I was so exhausted at that point that, when Six came to check on me (I can't get into the logistics of this, since this was while he was still under the restraining order, but I am too exhausted to explain that part), I tried to get up to do something, I can't remember what right now, insisting "Don't need help. I'm fine," followed immediately by my legs completely gave out and I just crumpled. All I could say about it was "I just go here now." And then we started texting instead of speaking out loud, because it was easier to process the words, and he hit send too fast, I then, in my infinite eloquence in that moment, responded with, "Join the club. Hitting send club not the floor club. You can be on floor too if you want though." And he just carried me to my room at that point, because I was not going to be getting back up any time soon, but he did it badly, half of my body was dragging on the floor. Not the point. I am getting distracted. What is wrong with me?
What I am getting at is that, while my body is still doing what I want it to right now, other than not gifting me reprieve of this exhaustion, this is exceedingly not normal for me, it's actively impeding me, though I am ahead enough on work that I should be fine on that front, provided no one needs anything from me, which, One might, and I can't refuse if he asks. Anyway, this has only happened to me once, well, I guess twice, technically, since I lived through the assassination twice, thanks for that, though I didn't have as much support the second time.

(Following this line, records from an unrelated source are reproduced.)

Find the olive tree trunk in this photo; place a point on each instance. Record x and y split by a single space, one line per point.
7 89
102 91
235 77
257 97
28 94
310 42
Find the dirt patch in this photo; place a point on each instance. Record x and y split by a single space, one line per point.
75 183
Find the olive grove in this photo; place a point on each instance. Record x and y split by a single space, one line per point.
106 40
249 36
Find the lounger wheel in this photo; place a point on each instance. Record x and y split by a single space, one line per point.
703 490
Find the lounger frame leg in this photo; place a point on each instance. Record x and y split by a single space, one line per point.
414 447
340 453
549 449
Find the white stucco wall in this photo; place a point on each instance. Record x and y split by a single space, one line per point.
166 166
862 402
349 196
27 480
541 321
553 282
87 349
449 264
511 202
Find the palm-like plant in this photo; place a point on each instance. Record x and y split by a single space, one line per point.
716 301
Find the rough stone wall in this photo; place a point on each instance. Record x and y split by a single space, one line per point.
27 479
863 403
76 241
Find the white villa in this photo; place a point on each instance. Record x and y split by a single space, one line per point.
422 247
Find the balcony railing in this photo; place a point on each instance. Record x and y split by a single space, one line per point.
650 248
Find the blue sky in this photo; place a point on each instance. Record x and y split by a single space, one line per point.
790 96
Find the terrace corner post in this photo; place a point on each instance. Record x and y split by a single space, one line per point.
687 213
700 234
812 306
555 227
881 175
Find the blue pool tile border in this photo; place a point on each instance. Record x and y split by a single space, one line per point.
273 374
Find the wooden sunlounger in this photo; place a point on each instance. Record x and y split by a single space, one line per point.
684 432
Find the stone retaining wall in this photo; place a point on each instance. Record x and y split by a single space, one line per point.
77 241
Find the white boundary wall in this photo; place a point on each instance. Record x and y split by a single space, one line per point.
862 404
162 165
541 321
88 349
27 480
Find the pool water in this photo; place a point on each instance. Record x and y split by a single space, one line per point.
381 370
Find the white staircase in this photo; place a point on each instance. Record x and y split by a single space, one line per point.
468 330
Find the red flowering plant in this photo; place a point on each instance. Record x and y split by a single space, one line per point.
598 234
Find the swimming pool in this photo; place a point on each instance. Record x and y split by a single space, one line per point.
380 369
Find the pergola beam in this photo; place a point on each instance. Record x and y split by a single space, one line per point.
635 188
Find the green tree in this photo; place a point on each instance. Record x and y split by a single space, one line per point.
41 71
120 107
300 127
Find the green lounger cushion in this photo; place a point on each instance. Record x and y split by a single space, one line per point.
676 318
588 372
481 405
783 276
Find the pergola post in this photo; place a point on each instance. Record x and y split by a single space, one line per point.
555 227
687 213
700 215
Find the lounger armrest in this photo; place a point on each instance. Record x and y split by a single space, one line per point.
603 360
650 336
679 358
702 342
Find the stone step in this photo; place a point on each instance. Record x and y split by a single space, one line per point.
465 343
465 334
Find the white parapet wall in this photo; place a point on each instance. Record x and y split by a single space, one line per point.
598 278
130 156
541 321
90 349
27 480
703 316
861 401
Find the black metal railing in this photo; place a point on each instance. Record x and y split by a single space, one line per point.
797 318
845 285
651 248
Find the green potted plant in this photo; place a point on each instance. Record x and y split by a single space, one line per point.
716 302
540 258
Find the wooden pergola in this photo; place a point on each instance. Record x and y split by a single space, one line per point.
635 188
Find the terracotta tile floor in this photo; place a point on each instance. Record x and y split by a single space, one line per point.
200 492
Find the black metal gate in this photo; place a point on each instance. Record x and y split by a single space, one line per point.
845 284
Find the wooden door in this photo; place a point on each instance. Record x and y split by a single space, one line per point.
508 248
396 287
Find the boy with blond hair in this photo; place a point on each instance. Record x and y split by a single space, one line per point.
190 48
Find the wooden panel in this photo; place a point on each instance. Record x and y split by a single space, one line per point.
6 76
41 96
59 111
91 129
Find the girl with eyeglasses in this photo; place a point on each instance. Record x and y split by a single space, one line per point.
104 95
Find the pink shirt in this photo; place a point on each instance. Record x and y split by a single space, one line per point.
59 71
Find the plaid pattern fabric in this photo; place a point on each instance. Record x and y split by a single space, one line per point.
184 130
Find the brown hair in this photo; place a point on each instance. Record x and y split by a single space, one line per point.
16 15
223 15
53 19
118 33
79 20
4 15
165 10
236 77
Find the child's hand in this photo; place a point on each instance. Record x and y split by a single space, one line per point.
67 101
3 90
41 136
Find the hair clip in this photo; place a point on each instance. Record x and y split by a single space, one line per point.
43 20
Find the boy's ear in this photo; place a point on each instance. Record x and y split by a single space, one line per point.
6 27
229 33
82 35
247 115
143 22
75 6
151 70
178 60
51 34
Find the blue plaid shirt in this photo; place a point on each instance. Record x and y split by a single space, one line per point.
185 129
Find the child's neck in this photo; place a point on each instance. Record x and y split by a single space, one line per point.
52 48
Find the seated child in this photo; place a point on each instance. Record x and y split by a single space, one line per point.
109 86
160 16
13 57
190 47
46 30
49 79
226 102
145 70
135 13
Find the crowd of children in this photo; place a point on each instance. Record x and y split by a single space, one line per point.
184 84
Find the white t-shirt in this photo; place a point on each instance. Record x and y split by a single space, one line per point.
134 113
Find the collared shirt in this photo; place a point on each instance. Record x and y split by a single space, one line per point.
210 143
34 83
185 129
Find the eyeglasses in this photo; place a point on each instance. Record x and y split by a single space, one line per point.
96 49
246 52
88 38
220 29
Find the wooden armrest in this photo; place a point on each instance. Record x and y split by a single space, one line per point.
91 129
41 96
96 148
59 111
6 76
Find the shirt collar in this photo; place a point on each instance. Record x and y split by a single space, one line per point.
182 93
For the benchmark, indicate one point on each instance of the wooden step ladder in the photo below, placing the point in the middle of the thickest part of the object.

Irrelevant. Nothing abnormal ks happening externally, most of the Groups and Persons of Interest who could inflict this kind of thing haven't been very active recently. The Insurgency would be unlikely to try it again, but even if that wasn't the case, the Insurgency cell nearest to my location got pulled into a pocket dimension to contain their scurvy, which is a uniquely contagious form of scurvy that has only been observed in Insurgents. After the attempt on Twelve's life last December, most of our enemies decided to lay low for a while, for obvious reasons.
All of this is to say that I am confused and vaguely alarmed that this is happening to me seemingly without cause. I don't know what I did, but I desperately need to undo whatever it is as of two weeks ago. If I end up working myself to death because of this, I think I will be happy with that end, because that's what I wanted, but I feel it would be somewhat inconvenient if it happened so soon.
I want to stop feeling and I want to stop having bodily needs. Thankfully Six has been distracted from checking in on here, he would be displeased with how I am speaking. Three and Four also might be. One would be proud, though.
I'm going to stop typing and post this, now. I apologize for writing so many essays today.